Dev-time AI-output quality eval harness for Evidentia.

Hosts the **DFAH (Decision-Faithfulness Assessment Harness)** —
the auditor-defensible numerical proof layer that validates
LLM-driven artifact production is deterministic, replay-
equivalent, and faithful to its source policy clauses.

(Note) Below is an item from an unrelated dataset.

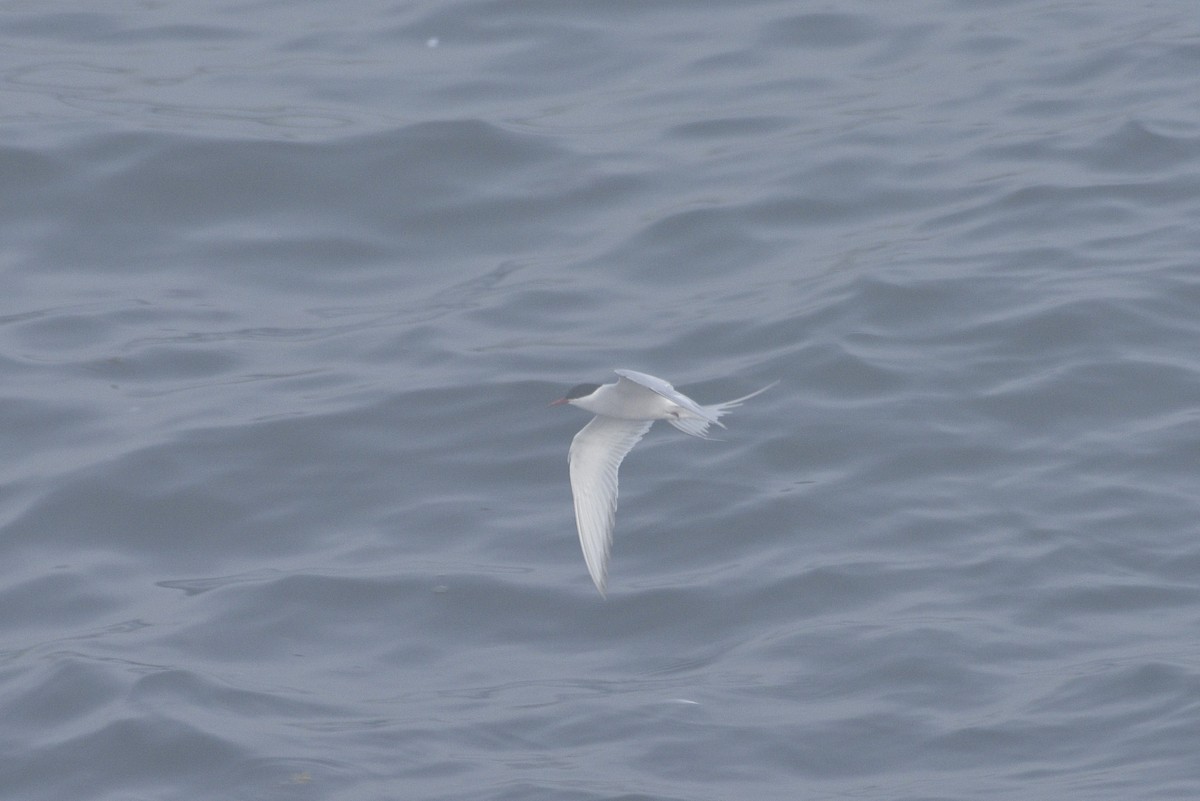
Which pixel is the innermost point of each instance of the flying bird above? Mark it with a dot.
(624, 411)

## Why this package exists (v0.10.5 P9 extraction)

The DFAH harness was originally bundled into `evidentia-ai` (the
risk-statement generator + control explainer package). That
conflated two very different deployment surfaces:

- **`evidentia-ai`** — PRODUCTION runtime. Needed in air-gap
  installs to actually generate risk statements.
- **`evidentia-eval`** — DEVELOPMENT-time evaluation. NOT needed
  in air-gap installs; only fires when a CI pipeline runs a
  determinism / faithfulness gate before tagging a release.

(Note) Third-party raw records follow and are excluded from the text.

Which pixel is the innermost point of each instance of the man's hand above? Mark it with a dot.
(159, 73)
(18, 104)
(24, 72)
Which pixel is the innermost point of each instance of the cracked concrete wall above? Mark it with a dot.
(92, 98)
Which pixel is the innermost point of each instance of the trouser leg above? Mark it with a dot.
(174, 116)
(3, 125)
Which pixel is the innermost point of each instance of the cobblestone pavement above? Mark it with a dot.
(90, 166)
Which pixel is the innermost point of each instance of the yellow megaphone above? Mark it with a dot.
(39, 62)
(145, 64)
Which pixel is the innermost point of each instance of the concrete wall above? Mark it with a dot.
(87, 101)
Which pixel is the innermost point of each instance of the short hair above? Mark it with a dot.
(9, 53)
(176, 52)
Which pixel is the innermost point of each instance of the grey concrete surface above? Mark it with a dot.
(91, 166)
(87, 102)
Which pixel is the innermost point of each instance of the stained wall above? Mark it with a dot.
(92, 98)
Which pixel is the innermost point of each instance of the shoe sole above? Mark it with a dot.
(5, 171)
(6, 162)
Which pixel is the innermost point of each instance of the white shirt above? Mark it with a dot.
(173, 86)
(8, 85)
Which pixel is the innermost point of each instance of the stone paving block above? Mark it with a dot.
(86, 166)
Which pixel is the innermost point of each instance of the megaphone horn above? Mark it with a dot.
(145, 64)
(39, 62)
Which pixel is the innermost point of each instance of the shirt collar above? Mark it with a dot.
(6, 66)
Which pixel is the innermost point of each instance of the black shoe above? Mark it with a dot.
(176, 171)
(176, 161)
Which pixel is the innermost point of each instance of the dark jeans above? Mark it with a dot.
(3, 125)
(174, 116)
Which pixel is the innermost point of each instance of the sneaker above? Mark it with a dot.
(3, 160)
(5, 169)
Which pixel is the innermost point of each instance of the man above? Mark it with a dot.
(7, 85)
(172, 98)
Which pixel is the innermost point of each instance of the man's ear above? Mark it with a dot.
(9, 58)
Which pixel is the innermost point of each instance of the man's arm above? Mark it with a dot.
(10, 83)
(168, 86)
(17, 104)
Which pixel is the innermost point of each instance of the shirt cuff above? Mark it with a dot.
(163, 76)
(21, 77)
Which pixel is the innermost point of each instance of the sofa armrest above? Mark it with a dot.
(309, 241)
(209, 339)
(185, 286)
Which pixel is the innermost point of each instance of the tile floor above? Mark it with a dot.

Extracting the eval harness lets air-gap installs of
`evidentia-ai` skip the optional sentence-transformers stack
entirely (it now lives behind `evidentia-eval[faithfulness-semantic]`
instead of `evidentia-ai[eval-faithfulness]`).

## Quick start

```bash
# Stdlib Jaccard baseline (no extra needed; <10 MB install)
pip install evidentia-eval

# Optional semantic-similarity faithfulness (~250 MB extra
# for sentence-transformers + numpy + model cache on first use)
pip install 'evidentia-eval[faithfulness-semantic]'
```

CLI verbs:

```bash
# Smoke test against a deterministic stub generator (no LLM
# tokens burned)
evidentia eval stub-smoke

# Real-LLM determinism gate against the risk-statement generator
evidentia eval risk-determinism --gap-report gaps.json \
    --system-context ctx.yaml \
    --fail-on-determinism-rate-below 0.95

# Verify a previously-signed eval bundle
evidentia eval verify path/to/eval-output.json
```

The CLI verbs live in `evidentia.cli.eval` (the meta-package);
this package contributes the underlying library.

## Public API

| Symbol | Purpose |
|---|---|
| `DFAHarness` | Owns the run loop + audit emit |
| `EvalResult` | Top-level harness output (JSON-serializable, Sigstore-signable) |
| `EvalSample` | One prompt's inputs (immutable; audit-trail-stable) |
| `DeterminismResult` | Per-prompt determinism outcome |
| `ReplayResult` | Per-prompt replay-equivalence outcome |
| `FaithfulnessResult` | Per-claim faithfulness outcome |
| `PromptFaithfulnessResult` | Aggregated per-prompt faithfulness |
| `faithfulness_score` | Stdlib Jaccard token-overlap baseline |
| `faithfulness_score_semantic` | Sentence-transformers path (optional extra) |
| `determinism_score` | Computes the modal-output pass rate |
| `replay_equivalent` | Binary replay-equivalence check |
| `extract_claims` | Atomic-claim extraction from generated artifacts |
| `normalize_for_determinism` | Canonical whitespace + punctuation normalization |
| `hash_output` | SHA-256 hex of normalized output |
| `sign_eval_result` | Sigstore-sign an `EvalResult` JSON |
| `verify_eval_result` | Verify a previously-signed eval bundle |

## Backward-compat shim

For external scripts that still import `from evidentia_ai.eval
import ...`, `evidentia-ai` ships a deprecation shim that
re-exports from `evidentia_eval`. The shim warns once at import
time and is scheduled for removal in **v0.12.0**.

## License

Apache-2.0. See the workspace root LICENSE file.